Dave carried Max down the steps to the cockpit then placed her on the dock so she could walk with him to Nick’s slip. They watched him work the bow thrusters and reverse the engines, bringing the boat to a perfect stop. Dave fastened the bow rope and stepped aboard with Max.
“You two are a sight for scorched eyes,” O’Brien said, coming down from the bridge, careful to keep his voice low. He petted Max. “Hi, lady.” O’Brien looked at the eastern sky. “Dawn’s coming soon. Let’s go inside. We’ll show you what we found out there.”
CHAPTER THIRTY-EIGHT
Dave watched as Nick and O’Brien gently set the blanket-covered canisters on the galley table and unwrapped them. Dave looked at the labels and released a low whistle. “U-235. Germany had plans in the last days of the war. If it’s the real thing, these two alone are probably enough to make a dirty bomb.”
“That’s what we saw tonight,” Nick said. “A dirty freakin’ bomb.”
“What you saw probably was five pounds of C-4, remotely detonated or wired to explode at a certain time. The stuff on this table would destroy this marina and life within an immediate quarter mile from it.”
O’Brien said, “From our perspective, what Nick and I saw a hundred yards off our stern was very dirty. What’s your chatter tell you now? Who the hell’s behind this?”

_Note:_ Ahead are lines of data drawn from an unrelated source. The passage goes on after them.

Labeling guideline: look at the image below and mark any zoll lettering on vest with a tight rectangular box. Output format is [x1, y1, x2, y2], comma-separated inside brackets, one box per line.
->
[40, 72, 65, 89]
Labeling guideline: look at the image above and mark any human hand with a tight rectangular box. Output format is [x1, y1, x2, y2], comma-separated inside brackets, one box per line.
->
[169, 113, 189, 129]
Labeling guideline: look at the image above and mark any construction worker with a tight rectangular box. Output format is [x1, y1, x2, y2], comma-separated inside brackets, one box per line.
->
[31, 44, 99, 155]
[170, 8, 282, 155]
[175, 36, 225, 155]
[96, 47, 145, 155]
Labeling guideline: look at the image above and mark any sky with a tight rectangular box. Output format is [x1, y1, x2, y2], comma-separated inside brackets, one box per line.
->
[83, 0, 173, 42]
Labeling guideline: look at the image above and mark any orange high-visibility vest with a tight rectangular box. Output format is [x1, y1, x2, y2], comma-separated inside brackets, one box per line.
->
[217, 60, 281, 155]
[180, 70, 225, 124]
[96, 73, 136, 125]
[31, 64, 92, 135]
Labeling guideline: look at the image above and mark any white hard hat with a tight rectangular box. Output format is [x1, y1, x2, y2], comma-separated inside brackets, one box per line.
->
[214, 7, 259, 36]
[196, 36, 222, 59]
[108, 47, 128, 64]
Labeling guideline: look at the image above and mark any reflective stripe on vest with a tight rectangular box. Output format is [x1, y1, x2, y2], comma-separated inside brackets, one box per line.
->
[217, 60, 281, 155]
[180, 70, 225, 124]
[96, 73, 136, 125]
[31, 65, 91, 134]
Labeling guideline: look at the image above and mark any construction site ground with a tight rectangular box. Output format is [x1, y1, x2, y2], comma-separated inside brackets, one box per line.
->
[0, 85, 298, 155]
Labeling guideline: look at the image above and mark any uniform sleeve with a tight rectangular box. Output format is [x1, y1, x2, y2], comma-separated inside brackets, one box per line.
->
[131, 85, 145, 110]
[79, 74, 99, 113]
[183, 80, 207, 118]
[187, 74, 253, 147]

“Don’t know. And, unfortunately, this stuff in front of us is highly enriched and highly desired by the world’s most undesirables. As you just witnessed first-hand, they’ll do anything to get it.”
“That narrows it down,” O’Brien said dryly. “We were almost taken out by a bull shark that must have weighed a thousand pounds. Then we were chased forty miles in open sea by some unknown undesirables who were killed by some other unknown undesirables.”